A.________ applied for revision of a penal order that had convicted him of several offences. The appellate criminal court held that he had not presented any new facts or evidence unknown at the time of the penal order and was merely repeating his earlier account, making the request abusive. It also found that his request concerning CHF 7,000 was premature because a separate restitution decision was still under appeal, and that revision was unavailable against a non-entry decision in light of the CPP reopening rules. The court therefore refused to enter into the revision request and charged him with costs.

Regest

Art. 410 al. 1 let. a et 412 al. 2 CPP; revision of a final penal order requires new facts or evidence unknown to the deciding authority and capable of leading to acquittal or a materially lighter sentence. A request is abusive where it merely reasserts facts already known to the convicted person and that could have been raised by ordinary opposition. Revision is inadmissible against non-final decisions and cannot substitute the specific reopening mechanism after a non-entry decision under Arts. 310 al. 2 and 323 al. 1 CPP. Where the request is not entered into, procedural costs are charged to the applicant under Art. 428 al. 1 CPP; no compensation is due absent entitlement under Art. 429 CPP.

Texte intégral

501 2015 175

Arrêt du 3 mars 2016 Cour d'appel pénal

Composition

Président: Hubert Bugnon Juges: Jérôme Delabays, Sandra Wohlhauser Greffière: Cornelia Thalmann El Bachary

Parties

A.________, ** condamné** et ** demandeur** contre Ministère public

Objet

Révision (art. 410 à 415 CPP) Demande du 20 novembre 2015 contre l’ordonnance pénale du Ministère public du 16 janvier 2015

attendu

que par ordonnance pénale du 16 janvier 2015 (JLM/MDE F 14 7577), A.________ a été reconnu coupable de violation du domaine secret ou du domaine privé au moyen d’un appareil de prise de vues, violence ou menace contre les autorités et les fonctionnaires, empêchement d’accomplir un acte officiel, avoir induit la justice en erreur et violations des règles de la circulation routière (non-respect des signes de la Police ; vitesse inadaptée) ;

qu’en date du 6 mars 2015, la Chambre pénale du Tribunal cantonal (502 2015 41) a rejeté le recours déposé par A.________ contre l’ordonnance du Ministère public du 9 février 2015 constatant la tardiveté de son opposition contre l’ordonnance pénale du 16 janvier 2015 ;

que par arrêt du 20 janvier 2016 (6B_354/2015), le Tribunal fédéral a rejeté le recours déposé par A.________ contre cet arrêt dans la mesure où il était recevable ;

que le 18 novembre 2015, A.________ a, « sur la base des nombreux faits nouveaux », demandé la révision « des procédures pour lesquelles [il a] été condamné injustement » ;

qu’il n’indique pas formellement les décisions dont il demande la révision, mais qu’on comprend à la lecture de sa demande qu’il doit s’agir de l’ordonnance pénale du 16 janvier 2015 ;

que l'art. 410 al. 1 let. a CPP permet à toute personne lésée par un jugement entré en force d'en demander la révision s'il existe des faits ou des moyens de preuve qui étaient inconnus de l'autorité inférieure et qui sont de nature à motiver l'acquittement ou une condamnation sensiblement moins sévère du condamné ;

qu’une demande de révision dirigée contre une ordonnance pénale doit être qualifiée d'abusive si elle repose sur des faits que le condamné connaissait initialement, qu'il n'avait aucune raison légitime de taire et qu'il aurait pu révéler dans une procédure ordinaire mise en œuvre par une simple opposition.
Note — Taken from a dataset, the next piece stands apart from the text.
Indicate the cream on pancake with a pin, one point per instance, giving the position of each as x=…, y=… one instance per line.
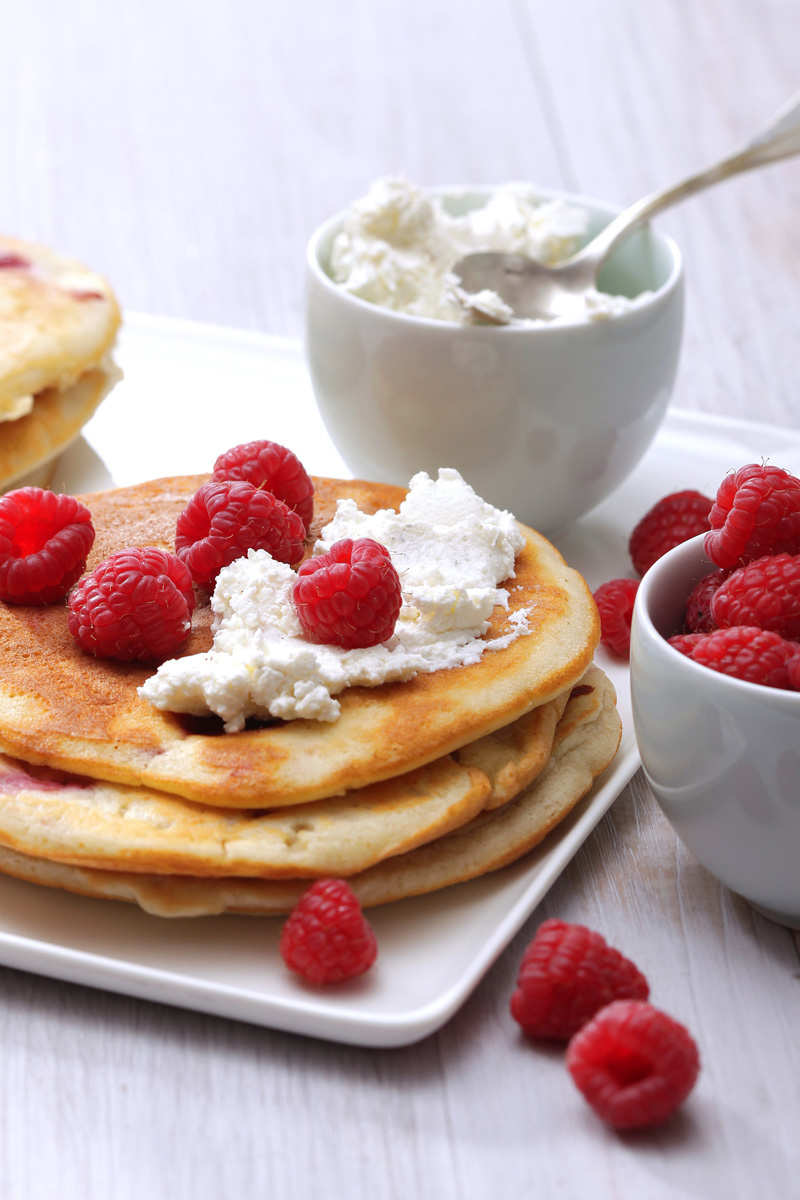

En revanche, une révision peut entrer en considération à l'égard d'une ordonnance pénale pour des faits et des moyens de preuve importants que le condamné ne connaissait pas au moment du prononcé de l'ordonnance ou dont il ne pouvait pas se prévaloir ou n'avait pas de raisons de se prévaloir à cette époque (arrêt du TF 6B_545/2014 du 13 novembre 2014 consid. 1.2 et réf. citées) ;

que le demandeur expose une nouvelle fois sa version des faits ayant conduit à l’ordonnance pénale en question et, en particulier, à la condamnation pour avoir induit la justice en erreur (plainte pénale du 8 novembre 2013 contre inconnu pour l’avoir menacé le même jour et lui avoir tiré dessus le 24 octobre 2013) et explique que depuis qu’il a découvert les deux braconniers à l’origine des tirs, il est pris pour cible de la part de la police avec une foule de dénonciations policières injustifiées, de même que de nombreux contrôles routiers abusifs, alors que durant les 35 ans précédents, il n’a fait l’objet d’aucun problème ;

qu’à l’appui, il produit notamment des photos et des lettres de sa fille qui, en substance, confirme sa version des faits ;

que force est cependant de constater qu’il ne présente aucun fait nouveau ou aucune preuve nouvelle qu’il ne connaissait pas au moment du prononcé de l’ordonnance pénale ou dont il n’aurait pas pu se prévaloir dans la procédure ordinaire qui, en l’occurrence, n’a pas pu être mise en œuvre en raison de la tardiveté de son opposition ;

qu’au vu de ce qui précède, sa demande doit être qualifiée d’abusive ;

qu’il demande en outre la restitution de la somme de CHF 7'000.- séquestrée le 18 août 2014 ;

que le 7 janvier 2016, le procureur a constaté que, le 19 août 2014, ce montant a été dûment restitué contre quittance au demandeur, par le biais de sa fille ;

que le demandeur a fait recours à la Chambre pénale (502 2016 10) contre cette ordonnance (MJU/AFA F 15 3242), le 22 janvier 2016, de sorte qu’il s’en prend à une décision qui n’est pas entrée en force et contre laquelle une révision est prématurée ;

qu’enfin, il revient sur une ordonnance de non-entrée en matière (MJU F 15 3242) suite à sa plainte pénale contre la police pour vol de cédules hypothécaires ;

que cette ordonnance a été confirmée par arrêt de la Chambre pénale du 28 septembre 2015 (502 2015 116 et 117) ;

qu’une reprise de la procédure préliminaire est possible après une ordonnance de non-entrée en matière lorsque le ministère public a connaissance de nouveaux moyens de preuves ou de faits nouveaux qui révèlent une responsabilité pénale du prévenu et qui ne ressortent pas du dossier antérieur (art. 310 al. 2 et 323 al. 1 CPP), ce qui exclut une révision ;

qu’au vu de tout ce qui précède et en application de l’art. 412 al. 2 CPP, il n’est pas entré en matière sur la demande de révision ;

que les frais de procédure par CHF 348.- (émoluments : CHF 300.- ; débours : CHF 48.-) sont mis à la charge de A.________ (art. 428 al. 1 CPP) ;

qu’il n’est pas alloué d’indemnité à A.________ (art. 429 CPP) ;

la Cour ** arrête:**

I. Il n’est ** pas entré en matière** sur la demande de révision du 18 novembre 2015.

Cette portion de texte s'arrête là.